Pour être créatif : il faut être prêt à se tromper.

Nous faisons cela tout le temps. Nos clients acceptent cette idée et prennent le risque d’oser. Pour le reste nous ne savons pas. Il existe d’autres agences. Nous ne serons jamais des béotiens.

Finir dans une voiture de police

Nous aimons ne jamais rien demander. Nous adorons ne pas dire merci. Nous jubilons lorsque cela illégal et pas gratuit. Nous pensons que si nous avons la chance de faire de la publicité, nous devons en profiter au maximum afin de créer ce que nous aimerions vraiment voir en tant qu’habitant de l’occident.

Nous avons vendu un concept. Nous l’avons réalisé un samedi soir. Nous avons été attrapés par la police. Cela nous fait encore rire.

Fuck la créativité™

Nous faisons de la pub. Nous pillons dans les cultures undergrounds. Lorsque ces dernières se rebellent, cela donne cela. Nous admirons.

Branding et autres bruits inutiles

L’industrie de la communication se cherche. À Montréal c’est presque pire qu’ailleurs.

Il y a dix ans, le marché Montréalais, Québécois appartenait à une grosse agence. Cossette faisait la pluie et le beau temps. Ils étaient partout. Depuis deux ans, cette place a été prise par Sid Lee qui via une proposition très rafraîchissante a pris la place qu’elle méritait de prendre.

C’est un état de fait. Dans 10 ans, une nouvelle entité, agence aura cette place. Rien n’est immuable.

Là où cela devient très amusant c’est lorsque l’on analyse un peu plus les autres agences. Les agences qui ont la prétention d’être importantes. Lichen ne sera jamais dans ces catégories. Nous préférons rester hors des sentiers balisés afin de rester intègre auprès de nos clients.

Nous avons perdu du temps sur divers sites d’agence francophones et beurk, c’est incroyable. Le verbiage autour de la communication et de la notion qu’il faut toujours faire les choses différemment. Nous ne savons pas pourquoi les gens se cassent encore la tête à noyer le poisson avec autant d’énergie. Nous pensions que les années 2000 allaient tuer les processus de recherche, d’analyse et grâce à la technologie, tester, tenter, jouer, développer et surtout tenter de rendre les marques juste plus proche des consommateurs. Nous lâchons le mot qui fait peur, juste un peu plus honnête. Ce n’est pas le cas. On invente des nouveaux mots de branding, les agences communiquent toujours aussi maladroitement. Elles tentent de rassurer leurs clients. C’est le contraire qu’il faut faire. Il faut les brasser. Un bon client veut être défié. Un mauvais n’accepte que la flagornerie.

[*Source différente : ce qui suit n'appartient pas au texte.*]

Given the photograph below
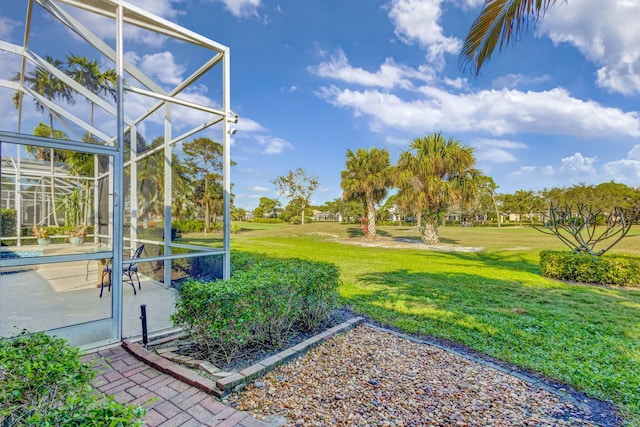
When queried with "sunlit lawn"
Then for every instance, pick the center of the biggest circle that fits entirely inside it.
(493, 301)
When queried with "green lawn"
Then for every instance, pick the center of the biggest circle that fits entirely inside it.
(494, 301)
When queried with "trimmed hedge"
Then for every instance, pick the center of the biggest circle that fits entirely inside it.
(265, 302)
(44, 383)
(606, 270)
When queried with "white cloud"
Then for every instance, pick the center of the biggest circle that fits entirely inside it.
(273, 145)
(242, 8)
(578, 168)
(579, 165)
(605, 32)
(625, 170)
(104, 28)
(389, 75)
(496, 112)
(162, 66)
(419, 21)
(512, 81)
(496, 150)
(246, 125)
(6, 27)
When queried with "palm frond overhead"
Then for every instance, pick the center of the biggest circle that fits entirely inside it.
(499, 22)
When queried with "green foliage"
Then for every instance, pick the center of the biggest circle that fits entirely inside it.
(189, 226)
(44, 383)
(268, 220)
(494, 301)
(606, 270)
(8, 222)
(264, 303)
(217, 315)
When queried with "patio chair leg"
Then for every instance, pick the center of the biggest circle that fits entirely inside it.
(102, 282)
(133, 285)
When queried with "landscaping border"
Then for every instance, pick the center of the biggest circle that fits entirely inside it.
(239, 380)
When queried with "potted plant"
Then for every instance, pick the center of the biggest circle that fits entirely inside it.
(42, 234)
(77, 235)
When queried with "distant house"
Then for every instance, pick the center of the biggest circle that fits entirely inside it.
(325, 216)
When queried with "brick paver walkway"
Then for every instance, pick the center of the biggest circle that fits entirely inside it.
(170, 402)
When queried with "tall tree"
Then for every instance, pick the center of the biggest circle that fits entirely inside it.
(203, 159)
(488, 187)
(88, 74)
(367, 177)
(436, 174)
(45, 83)
(297, 186)
(267, 206)
(500, 21)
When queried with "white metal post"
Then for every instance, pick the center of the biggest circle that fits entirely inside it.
(226, 161)
(118, 186)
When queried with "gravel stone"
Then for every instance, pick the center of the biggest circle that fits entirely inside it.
(415, 385)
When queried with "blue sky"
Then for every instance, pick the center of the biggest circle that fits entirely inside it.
(311, 79)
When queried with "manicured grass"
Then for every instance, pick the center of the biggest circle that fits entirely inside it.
(494, 301)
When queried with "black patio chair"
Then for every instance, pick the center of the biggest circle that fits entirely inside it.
(127, 273)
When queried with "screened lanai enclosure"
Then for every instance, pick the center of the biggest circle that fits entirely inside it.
(97, 98)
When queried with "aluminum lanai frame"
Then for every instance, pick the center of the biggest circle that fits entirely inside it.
(122, 12)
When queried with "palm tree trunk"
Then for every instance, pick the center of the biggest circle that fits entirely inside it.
(495, 205)
(53, 180)
(371, 214)
(430, 233)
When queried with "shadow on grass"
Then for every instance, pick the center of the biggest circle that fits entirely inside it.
(545, 328)
(359, 232)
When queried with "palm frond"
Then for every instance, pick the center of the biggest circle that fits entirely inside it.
(499, 21)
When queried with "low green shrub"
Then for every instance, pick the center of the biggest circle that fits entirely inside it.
(268, 220)
(217, 315)
(265, 302)
(44, 383)
(607, 270)
(189, 225)
(8, 222)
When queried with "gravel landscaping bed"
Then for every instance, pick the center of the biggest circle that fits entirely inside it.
(369, 377)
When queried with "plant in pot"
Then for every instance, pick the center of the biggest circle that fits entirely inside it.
(77, 235)
(42, 234)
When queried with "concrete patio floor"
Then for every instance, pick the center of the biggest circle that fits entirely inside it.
(50, 296)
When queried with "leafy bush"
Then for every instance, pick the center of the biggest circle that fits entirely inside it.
(268, 220)
(265, 302)
(606, 270)
(8, 221)
(217, 315)
(43, 382)
(189, 226)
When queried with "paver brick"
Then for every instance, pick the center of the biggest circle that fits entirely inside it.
(154, 419)
(212, 405)
(137, 391)
(200, 413)
(178, 420)
(235, 418)
(167, 409)
(179, 386)
(188, 398)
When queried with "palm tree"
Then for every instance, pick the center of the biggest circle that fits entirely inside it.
(367, 178)
(499, 20)
(436, 175)
(89, 75)
(46, 84)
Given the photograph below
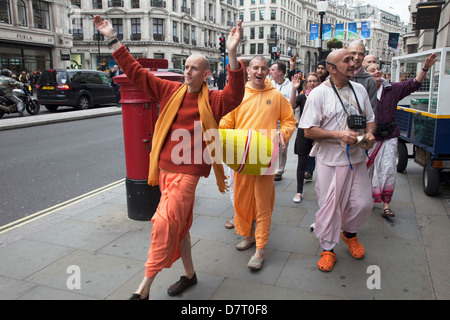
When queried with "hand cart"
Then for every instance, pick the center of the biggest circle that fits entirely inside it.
(424, 117)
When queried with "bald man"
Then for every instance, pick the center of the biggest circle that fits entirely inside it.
(368, 60)
(183, 107)
(360, 75)
(343, 186)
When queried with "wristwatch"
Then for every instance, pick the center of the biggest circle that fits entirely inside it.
(115, 40)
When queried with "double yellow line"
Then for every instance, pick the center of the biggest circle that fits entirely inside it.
(65, 204)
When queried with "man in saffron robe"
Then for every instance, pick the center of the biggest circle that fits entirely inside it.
(254, 195)
(182, 107)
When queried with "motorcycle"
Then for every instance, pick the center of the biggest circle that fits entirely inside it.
(24, 94)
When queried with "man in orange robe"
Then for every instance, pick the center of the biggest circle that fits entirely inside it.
(254, 195)
(182, 107)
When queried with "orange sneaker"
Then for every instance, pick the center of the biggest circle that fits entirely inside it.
(355, 247)
(327, 261)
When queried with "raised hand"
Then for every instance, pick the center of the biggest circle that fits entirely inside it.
(296, 80)
(430, 61)
(234, 37)
(104, 27)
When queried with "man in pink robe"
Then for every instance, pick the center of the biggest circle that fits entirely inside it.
(343, 186)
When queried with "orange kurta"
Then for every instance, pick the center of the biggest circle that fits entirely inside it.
(254, 196)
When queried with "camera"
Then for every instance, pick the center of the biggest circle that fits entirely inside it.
(356, 122)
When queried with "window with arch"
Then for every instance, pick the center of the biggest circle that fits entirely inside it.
(5, 11)
(22, 13)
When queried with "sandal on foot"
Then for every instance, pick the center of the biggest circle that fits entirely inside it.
(327, 261)
(255, 263)
(137, 296)
(244, 244)
(229, 224)
(388, 213)
(355, 247)
(298, 198)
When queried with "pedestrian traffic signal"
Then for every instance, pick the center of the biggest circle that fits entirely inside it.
(222, 45)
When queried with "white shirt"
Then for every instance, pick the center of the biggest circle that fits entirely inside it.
(285, 88)
(323, 109)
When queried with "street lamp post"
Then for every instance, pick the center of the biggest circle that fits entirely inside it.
(322, 7)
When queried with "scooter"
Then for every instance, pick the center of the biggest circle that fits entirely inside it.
(30, 104)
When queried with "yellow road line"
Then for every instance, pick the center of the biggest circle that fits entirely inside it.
(65, 204)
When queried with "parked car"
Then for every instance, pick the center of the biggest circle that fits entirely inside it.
(75, 87)
(172, 70)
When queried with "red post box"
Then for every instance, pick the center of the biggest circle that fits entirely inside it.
(139, 115)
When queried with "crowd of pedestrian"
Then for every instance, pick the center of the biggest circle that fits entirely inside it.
(344, 113)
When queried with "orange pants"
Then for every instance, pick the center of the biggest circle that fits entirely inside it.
(171, 221)
(254, 198)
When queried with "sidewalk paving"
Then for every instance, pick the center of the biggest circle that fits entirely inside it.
(93, 235)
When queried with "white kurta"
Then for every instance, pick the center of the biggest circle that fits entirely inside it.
(323, 109)
(344, 194)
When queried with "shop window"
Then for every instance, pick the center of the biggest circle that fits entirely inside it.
(158, 29)
(22, 13)
(41, 14)
(5, 11)
(97, 4)
(135, 29)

Les agences actuelles se cherchent tellement qu’elles sont capables de mettre des code QR dans une affiche à 4 mètres de haut ou pire sur un panneau dans le métro où les ondes téléphoniques n’entrent pas. Les clients ne sont pas non plus très sérieux en acceptant de payer pour cela. À moins qu’ils ne soient hypnotisés. Nous avons même une théorie basée sur l’orgueil. Les gens n’aimant pas dire qu’ils ne comprennent pas, les agences complexifient le tout pour que le client se sente un peu con et donc achète.

Donc rien ne bouge. Cela est presque parfait pour Lichen. Après 10 ans de loyaux services, nous sommes encore en vie.